Roberto Burgos Cantor*
29 de mayo de 2017 - 02:00 a. m.
 Viejos conocidos: Roberto Burgos Cantor y Gabriel García Márquez en Cartagena, durante un homenaje al primero por su obra.  / Cortesía de Alberto Abello Vives
Viejos conocidos: Roberto Burgos Cantor y Gabriel García Márquez en Cartagena, durante un homenaje al primero por su obra. / Cortesía de Alberto Abello Vives

Dónde quedarán esos años, los de un destino incipiente:

Después de los abuelos y su relato de una realidad que iba más allá de los ojos y poblaban de fantasías que embellecían los días, domesticaban el miedo con amuletos de conjuros. Y el encanto por la lista de palabras del diccionario. ¿Tanto cabía en el mundo? Tendría posibilidad de un ordenamiento. Cómo no olvidar la larga cuenta de palabras enhebradas por el papel, de amatista a zurúmbatico. Y los corredores y tiestos con flores, patio con árboles y arbustos, y la lanilla del verdín subiendo por la base de los pretiles, y la cortina densa de las lluvias inmemoriales que ahogan la vida y dejan al garete los recuerdos en su flotación de un presente húmedo. (Lea: Así fue el milagro de “Cien años de soledad”)

Un soplo de aire destemplado, en cualquier lugar de la tierra, le traía la sensación olorosa, a sal de mina, en las sabanas frías de la meseta, cubiertas de escamas de hielo por las heladas del amanecer. Había remontado el río Grande en la embarcación de rueda donde navegaban con ruta a las alturas los comerciantes del litoral, los políticos que iban a la instalación del Congreso Nacional, los turcos inmigrantes que habían desembarcado en Bocas de Ceniza, y los estudiantes que obtuvieron becas en las escuelas conventuales del centralismo andino. Orillas castigadas por la erosión, caimanes, poblaciones desoladas que conservaban playas de amor en Chimichagua, pasiones malogradas en Tenerife, y pesares en El Banco. Y los manatíes.
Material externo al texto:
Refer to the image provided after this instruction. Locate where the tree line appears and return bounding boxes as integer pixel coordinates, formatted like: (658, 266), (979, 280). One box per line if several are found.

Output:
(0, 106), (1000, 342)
Llegó a la estación del tren que continuaba alejándose del salitre, del almíbar de los frutales y se acercaba a la luz fría, de acero azulosa, con maría mulatas que lo sorprendieron, copetones y colibríes. Viajó en vagón de tres bancas, sin espaldar, con mujeres de canastos y ruanas y varones de sombrero, ellas de ojos maliciosos y ellos de tez roturada y cobriza. (Lea: El día en que todo empezó)
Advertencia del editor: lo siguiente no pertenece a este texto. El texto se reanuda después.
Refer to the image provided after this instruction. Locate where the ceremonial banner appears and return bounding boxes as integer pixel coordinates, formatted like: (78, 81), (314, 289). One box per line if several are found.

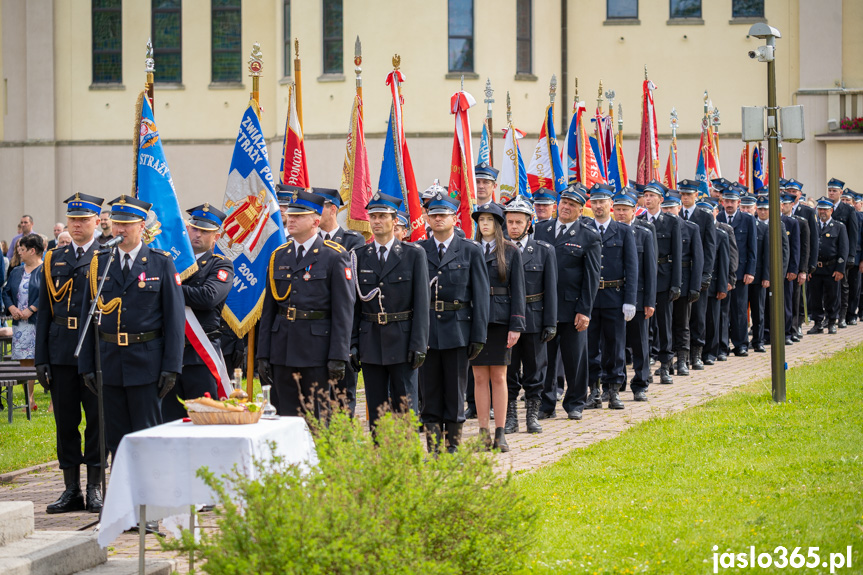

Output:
(499, 123), (532, 202)
(527, 104), (566, 194)
(476, 120), (491, 166)
(662, 139), (677, 188)
(449, 90), (476, 231)
(378, 70), (426, 242)
(135, 92), (198, 279)
(635, 80), (662, 184)
(279, 84), (308, 188)
(214, 100), (285, 337)
(339, 96), (372, 234)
Pueblos donde el frío instaló el recogimiento. La cerveza tibia carecía de la lepra de hielo de los refrigeradores del Caribe. Aquí, para lo que el lenguaje excluyente del centro denomina provincianos, la lectura era una redención y un consuelo. Domingos sin misa, sin fiestas callejeras, y el lento surgimiento de la amistad en un país sin entendimiento de la diferencia. Sorpresa, rechazo y burla para quien no habla ni se viste ni piensa igual a mí. Mi mí que es absoluto. Señorita Mimí hasta la eternidad: doncella.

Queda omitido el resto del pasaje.